I'm both proud of my words, and horribly embarrassed.
While I can happily spend hours upon hours analyzing my own words (or those of others) with the members of my writing group and online CP's, I balk at talking about writing to anyone else.
If someone else brings it up, I'll change the subject, flip it off with a joke or a sarcastic comment.
I can count on one hand the number of people (in real life, not online) who know I write.
It's not something I'm comfortable discussing.
And that's 'cause I'm both proud, and embarrassed by my own words.
Oddly enough, the two are inseparable. It's because I'm proud that I'm embarrassed. Because I'm embarrassed, I work harder so I can be proud.
It's a vicious cycle :)
A while back, someone asked me in the comments why I write YA and whether I thought it was limiting my prospects and, I admit, I've been thinking about the question ever since.
One reason I want to write YA is because it's harder.
...which is why my cycle of pride/embarrassment is relevant.
Let me take this from another angle. In animation, or even just in figure drawing, the difficulty level is night-and-day different between drawing male and female characters. Males are super easy 'cause they're made up of hard geometrical shapes and straight lines. Drawing females is murder. They have so many soft curves/round shapes that they're incredibly difficult. Even harder is animating them and keeping them *on-model* because, literally, a deviation of a line's breadth can make a female character look overweight or anorexic.
...you get three guesses as to which gender of characters I primarily focused on while in animation school.
So why is YA harder?
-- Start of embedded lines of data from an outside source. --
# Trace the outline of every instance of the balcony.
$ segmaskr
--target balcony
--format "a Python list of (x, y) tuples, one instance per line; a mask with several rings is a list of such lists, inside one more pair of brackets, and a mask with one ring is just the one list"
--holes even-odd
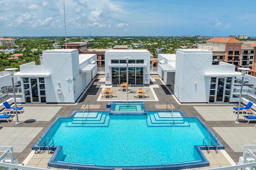
[(244, 60), (244, 61), (247, 61), (247, 60), (250, 60), (250, 59), (248, 58), (243, 58), (242, 59), (242, 60)]

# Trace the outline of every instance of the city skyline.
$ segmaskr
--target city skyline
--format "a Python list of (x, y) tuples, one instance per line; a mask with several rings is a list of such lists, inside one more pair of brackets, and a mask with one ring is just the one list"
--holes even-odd
[[(31, 1), (0, 2), (0, 37), (64, 36), (63, 0)], [(65, 0), (66, 35), (255, 37), (256, 2), (240, 2)]]

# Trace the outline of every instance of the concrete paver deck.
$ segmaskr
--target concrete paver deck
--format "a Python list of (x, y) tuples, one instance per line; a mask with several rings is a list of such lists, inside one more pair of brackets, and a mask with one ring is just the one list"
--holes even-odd
[[(216, 168), (220, 164), (224, 166), (233, 165), (238, 161), (239, 156), (242, 155), (244, 145), (256, 145), (254, 137), (256, 130), (256, 128), (254, 128), (255, 121), (247, 124), (247, 121), (242, 121), (243, 117), (241, 115), (241, 123), (239, 125), (235, 124), (237, 115), (231, 111), (234, 105), (181, 104), (180, 108), (178, 109), (177, 99), (172, 95), (169, 87), (164, 85), (158, 76), (150, 76), (150, 86), (141, 86), (150, 90), (150, 97), (138, 99), (138, 101), (144, 102), (147, 110), (166, 110), (168, 101), (174, 110), (181, 110), (187, 116), (199, 117), (225, 146), (225, 150), (219, 150), (217, 154), (213, 150), (210, 154), (206, 153), (205, 155), (210, 161), (210, 167), (199, 169)], [(120, 91), (117, 93), (118, 97), (116, 98), (102, 98), (100, 90), (106, 87), (103, 78), (103, 76), (97, 75), (95, 81), (86, 88), (86, 92), (75, 104), (19, 105), (24, 106), (25, 110), (22, 114), (18, 114), (22, 123), (15, 125), (15, 116), (14, 120), (10, 123), (1, 121), (4, 127), (0, 129), (0, 145), (13, 146), (14, 156), (18, 158), (20, 163), (24, 162), (28, 166), (47, 168), (47, 160), (52, 155), (45, 153), (34, 154), (34, 151), (31, 151), (31, 147), (57, 117), (69, 116), (74, 111), (83, 110), (88, 101), (91, 110), (108, 111), (109, 108), (106, 107), (106, 103), (118, 100), (118, 99), (127, 100), (125, 92)], [(139, 86), (131, 87), (132, 90), (130, 91), (136, 90)], [(115, 89), (117, 87), (112, 88)], [(137, 100), (132, 96), (130, 98)]]

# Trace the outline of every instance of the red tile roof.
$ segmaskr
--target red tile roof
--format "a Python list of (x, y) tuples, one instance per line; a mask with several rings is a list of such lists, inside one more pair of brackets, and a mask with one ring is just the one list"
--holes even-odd
[(12, 55), (12, 57), (23, 56), (23, 54), (21, 54), (21, 53), (14, 54), (14, 55)]
[(250, 46), (252, 47), (256, 47), (256, 42), (251, 44)]
[(213, 42), (222, 43), (243, 43), (243, 41), (239, 41), (235, 38), (231, 37), (215, 37), (206, 41), (206, 42)]

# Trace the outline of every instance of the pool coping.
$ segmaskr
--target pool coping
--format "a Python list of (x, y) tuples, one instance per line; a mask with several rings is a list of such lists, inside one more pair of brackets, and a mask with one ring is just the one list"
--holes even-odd
[[(138, 103), (137, 102), (136, 102)], [(102, 112), (109, 113), (109, 111), (90, 111), (92, 112)], [(151, 112), (159, 112), (158, 111), (147, 111), (147, 113)], [(75, 115), (75, 114), (77, 112), (83, 112), (83, 111), (74, 111), (70, 117), (58, 117), (52, 123), (48, 128), (46, 131), (42, 135), (41, 137), (43, 138), (45, 137), (46, 135), (49, 133), (50, 129), (54, 126), (56, 123), (58, 122), (60, 119), (67, 119), (72, 118)], [(169, 111), (161, 111), (161, 112), (170, 112)], [(183, 118), (186, 119), (196, 119), (199, 122), (202, 126), (206, 129), (207, 132), (209, 133), (212, 138), (214, 137), (214, 134), (210, 131), (206, 127), (206, 126), (202, 120), (197, 116), (193, 117), (186, 117), (185, 116), (183, 112), (181, 111), (175, 111), (175, 112), (179, 112)], [(123, 114), (122, 114), (123, 115)], [(111, 114), (112, 115), (112, 114)], [(132, 115), (133, 114), (129, 114), (128, 115)], [(144, 114), (142, 114), (142, 115), (144, 115)], [(216, 142), (216, 138), (214, 139), (215, 142)], [(38, 140), (36, 143), (32, 147), (32, 150), (37, 150), (39, 149), (38, 141), (41, 143), (42, 141), (42, 139), (39, 138)], [(222, 143), (219, 141), (218, 141), (218, 149), (222, 150), (224, 149), (224, 146)], [(46, 147), (40, 147), (40, 149), (44, 150), (45, 149)], [(54, 150), (54, 152), (52, 156), (50, 158), (49, 162), (48, 163), (48, 166), (49, 167), (62, 168), (62, 169), (77, 169), (78, 170), (83, 170), (85, 168), (95, 170), (95, 169), (100, 169), (100, 170), (109, 170), (112, 169), (114, 170), (115, 169), (136, 169), (137, 170), (148, 170), (152, 169), (152, 168), (154, 170), (178, 170), (178, 169), (188, 169), (195, 168), (200, 168), (204, 166), (207, 166), (210, 165), (210, 162), (206, 158), (205, 156), (202, 152), (202, 150), (206, 150), (208, 149), (208, 146), (205, 145), (194, 145), (194, 147), (197, 152), (200, 158), (202, 159), (202, 161), (195, 161), (187, 162), (179, 162), (176, 163), (170, 163), (170, 164), (164, 164), (162, 165), (150, 165), (150, 166), (97, 166), (92, 164), (80, 164), (80, 163), (74, 163), (72, 162), (66, 162), (61, 161), (55, 161), (55, 160), (57, 158), (58, 154), (62, 152), (62, 146), (54, 146), (53, 147), (52, 147), (52, 149)], [(215, 147), (213, 146), (210, 146), (209, 147), (210, 150), (214, 150)]]
[[(131, 104), (138, 103), (140, 104), (140, 106), (142, 106), (142, 110), (141, 111), (114, 111), (113, 108), (114, 107), (116, 104), (117, 103), (122, 103), (122, 104), (127, 104), (127, 103)], [(130, 102), (124, 102), (124, 101), (118, 101), (118, 102), (111, 102), (110, 107), (109, 110), (110, 115), (123, 115), (129, 114), (146, 114), (146, 107), (144, 104), (144, 102), (141, 101), (130, 101)]]

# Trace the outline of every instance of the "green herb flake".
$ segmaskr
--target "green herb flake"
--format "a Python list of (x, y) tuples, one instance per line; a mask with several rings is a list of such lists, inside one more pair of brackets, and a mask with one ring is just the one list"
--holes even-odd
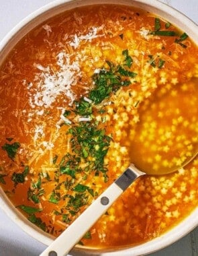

Well, for one, that's like comparing a 10 second commercial to a full length film. In a commercial, you have an extremely limited timeframe to sell an idea whereas in a full length film, you've got 90 minutes.
Writing YA is like shooting a commercial. The audience won't put up with filler, obvious preaching/lesson-teaching, over-written descriptions/etc. Older readers will give you the benefit of the doubt/patience and read work that younger readers will not. YA has to be clean, sleek, and efficient as possible and teens can smell BS from three miles away.
So that's one reason I write YA.
Another reason is because I like the themes of YA, specifically the struggle for self-identity.
Again, because I struggled so much with my learning disability growing up, and still do even today, self-identity/confidence is very much still relevant to my own life, and I think to almost every person out there who isn't a sociopath. I also think that (some) YA is so popular with adults is because it reminds them of their weaker self who was struggling to figure out who they are and where they belong.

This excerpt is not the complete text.